1. Introduction

The bisulfite genomic sequencing (BGS) protocol [1, 2] is a method of choice for analyzing DNA methylation at the nucleotide level. Sodium bisulfite is used to convert unmethylated cytosine residues to uracil residues in single-stranded DNA. In particular, bisulfite conversion consists of three sequential chemical reactions: sulfonation of cytosine to cytosine-6-sulfonate, deamination to uracil-6-sulfonate, and desulfonation to uracil. However, since 5-methylcytosine residues are nonreactive, they remain intact. The bisulfite-converted DNA is then amplified with specific primers designed for converted DNA, and purified polymerase chain reaction (PCR) products, which are usually subcloned, are sequenced.
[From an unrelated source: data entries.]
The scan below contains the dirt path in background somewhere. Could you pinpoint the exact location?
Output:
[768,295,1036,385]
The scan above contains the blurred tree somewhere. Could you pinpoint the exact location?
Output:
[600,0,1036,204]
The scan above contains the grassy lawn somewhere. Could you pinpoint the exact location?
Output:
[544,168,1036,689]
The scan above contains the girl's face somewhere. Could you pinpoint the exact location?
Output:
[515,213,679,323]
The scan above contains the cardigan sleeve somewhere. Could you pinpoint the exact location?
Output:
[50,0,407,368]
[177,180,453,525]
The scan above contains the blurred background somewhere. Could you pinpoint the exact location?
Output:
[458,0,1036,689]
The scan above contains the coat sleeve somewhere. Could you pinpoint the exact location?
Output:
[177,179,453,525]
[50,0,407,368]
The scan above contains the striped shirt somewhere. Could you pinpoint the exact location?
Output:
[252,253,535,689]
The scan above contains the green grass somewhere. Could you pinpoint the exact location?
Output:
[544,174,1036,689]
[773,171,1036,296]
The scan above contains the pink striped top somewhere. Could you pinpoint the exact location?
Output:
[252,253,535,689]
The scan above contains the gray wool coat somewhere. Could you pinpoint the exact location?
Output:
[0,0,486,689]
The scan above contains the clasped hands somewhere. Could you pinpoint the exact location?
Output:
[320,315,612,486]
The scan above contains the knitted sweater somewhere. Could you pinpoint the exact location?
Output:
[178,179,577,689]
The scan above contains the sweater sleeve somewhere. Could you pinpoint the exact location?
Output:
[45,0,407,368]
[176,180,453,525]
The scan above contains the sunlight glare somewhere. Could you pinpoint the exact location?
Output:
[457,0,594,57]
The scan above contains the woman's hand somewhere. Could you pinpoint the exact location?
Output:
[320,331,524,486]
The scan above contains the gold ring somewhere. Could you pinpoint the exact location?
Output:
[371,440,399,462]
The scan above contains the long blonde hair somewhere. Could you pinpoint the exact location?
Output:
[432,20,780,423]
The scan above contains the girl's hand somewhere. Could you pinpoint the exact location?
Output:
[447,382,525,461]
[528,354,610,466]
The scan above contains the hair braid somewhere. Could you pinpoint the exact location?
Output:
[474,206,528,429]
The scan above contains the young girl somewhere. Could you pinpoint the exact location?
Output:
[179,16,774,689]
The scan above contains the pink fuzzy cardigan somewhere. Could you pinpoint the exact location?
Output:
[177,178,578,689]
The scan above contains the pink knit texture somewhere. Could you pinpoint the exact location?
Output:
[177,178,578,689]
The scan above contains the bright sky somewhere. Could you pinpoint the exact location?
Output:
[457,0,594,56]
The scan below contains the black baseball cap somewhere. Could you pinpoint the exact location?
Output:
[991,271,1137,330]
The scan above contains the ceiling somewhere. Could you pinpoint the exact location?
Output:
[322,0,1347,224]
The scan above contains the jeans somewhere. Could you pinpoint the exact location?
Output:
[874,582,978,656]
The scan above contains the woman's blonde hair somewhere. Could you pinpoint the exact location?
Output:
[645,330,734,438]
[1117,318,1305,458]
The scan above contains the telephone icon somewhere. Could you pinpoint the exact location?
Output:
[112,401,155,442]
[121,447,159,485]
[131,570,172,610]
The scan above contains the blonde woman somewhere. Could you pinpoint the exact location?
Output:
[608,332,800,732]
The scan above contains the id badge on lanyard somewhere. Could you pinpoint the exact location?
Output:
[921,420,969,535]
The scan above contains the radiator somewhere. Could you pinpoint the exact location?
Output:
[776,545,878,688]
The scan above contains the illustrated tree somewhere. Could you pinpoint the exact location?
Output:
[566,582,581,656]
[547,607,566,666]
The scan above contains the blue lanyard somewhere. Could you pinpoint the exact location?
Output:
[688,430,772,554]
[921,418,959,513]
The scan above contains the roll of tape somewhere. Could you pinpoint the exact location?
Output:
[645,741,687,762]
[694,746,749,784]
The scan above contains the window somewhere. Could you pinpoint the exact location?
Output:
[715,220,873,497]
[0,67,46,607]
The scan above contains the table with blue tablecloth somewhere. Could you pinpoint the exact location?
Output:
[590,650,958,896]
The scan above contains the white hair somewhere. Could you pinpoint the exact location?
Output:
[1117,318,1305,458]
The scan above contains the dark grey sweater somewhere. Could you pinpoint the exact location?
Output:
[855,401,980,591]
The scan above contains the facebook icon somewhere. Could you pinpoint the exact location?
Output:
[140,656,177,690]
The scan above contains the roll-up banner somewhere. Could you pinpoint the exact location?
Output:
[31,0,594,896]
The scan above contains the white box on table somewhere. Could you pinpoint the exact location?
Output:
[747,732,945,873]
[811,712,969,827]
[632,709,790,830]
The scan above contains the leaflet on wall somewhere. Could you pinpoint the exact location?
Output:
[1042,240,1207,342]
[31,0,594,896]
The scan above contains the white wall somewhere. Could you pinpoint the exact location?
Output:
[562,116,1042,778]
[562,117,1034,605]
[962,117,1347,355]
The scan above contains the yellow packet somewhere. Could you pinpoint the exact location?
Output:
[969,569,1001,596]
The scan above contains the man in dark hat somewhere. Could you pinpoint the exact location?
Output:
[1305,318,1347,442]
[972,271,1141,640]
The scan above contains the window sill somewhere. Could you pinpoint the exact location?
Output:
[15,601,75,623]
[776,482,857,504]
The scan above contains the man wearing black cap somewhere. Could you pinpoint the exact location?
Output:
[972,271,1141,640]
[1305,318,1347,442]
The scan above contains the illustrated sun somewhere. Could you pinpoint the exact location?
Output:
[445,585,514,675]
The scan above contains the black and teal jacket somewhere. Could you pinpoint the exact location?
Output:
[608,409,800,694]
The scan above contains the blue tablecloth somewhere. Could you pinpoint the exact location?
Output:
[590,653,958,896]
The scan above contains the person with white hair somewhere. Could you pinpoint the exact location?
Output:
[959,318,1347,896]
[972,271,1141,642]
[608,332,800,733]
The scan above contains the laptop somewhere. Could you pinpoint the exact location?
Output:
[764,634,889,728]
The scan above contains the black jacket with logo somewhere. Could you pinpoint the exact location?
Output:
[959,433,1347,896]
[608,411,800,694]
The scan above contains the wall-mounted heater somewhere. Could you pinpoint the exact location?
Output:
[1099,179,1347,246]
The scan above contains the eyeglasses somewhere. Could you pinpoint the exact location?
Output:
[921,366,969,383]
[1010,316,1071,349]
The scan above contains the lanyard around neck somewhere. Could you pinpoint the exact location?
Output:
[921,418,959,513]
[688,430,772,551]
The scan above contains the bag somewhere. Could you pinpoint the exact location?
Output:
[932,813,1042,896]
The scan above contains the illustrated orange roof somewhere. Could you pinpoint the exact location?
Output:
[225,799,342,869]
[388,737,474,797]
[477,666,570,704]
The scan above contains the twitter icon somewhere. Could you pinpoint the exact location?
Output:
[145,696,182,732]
Bisulfite conversion is so powerful that it has been paired with numerous techniques other than traditional sequencing, including: methylation-specific PCR [3], combined bisulfite restriction enzyme analysis [4], methylation-sensitive single nucleotide primer extension [5], methylation-sensitive single-strand conformation analysis [6], MethyLight [7], oligonucleotide microarray methods [8], denaturing high-performance liquid chromatography with bisulfite genomic sequencing [9], pyrosequencing methylation analysis [10], and methylation-sensitive high-resolution melting-curve analysis [11], among others (see [12] for a review). In addition, many methylation analysis kits are also commercially available.

Unfortunately, high rates of DNA degradation and incomplete conversion reactions often lead to decreased efficiency of the assay. Many attempts have been made to minimize template degradation and/or maximize cytosine conversion [1319], but overall, the bisulfite conversion protocol has remained unchanged, and no other high resolution or positive display methylation analysis protocol exists. As a result, the BGS protocol, as well as any technique paired with the bisulfite conversion reaction (and, hence, founded on the assumption that conversion is complete) often generate few or no informative results.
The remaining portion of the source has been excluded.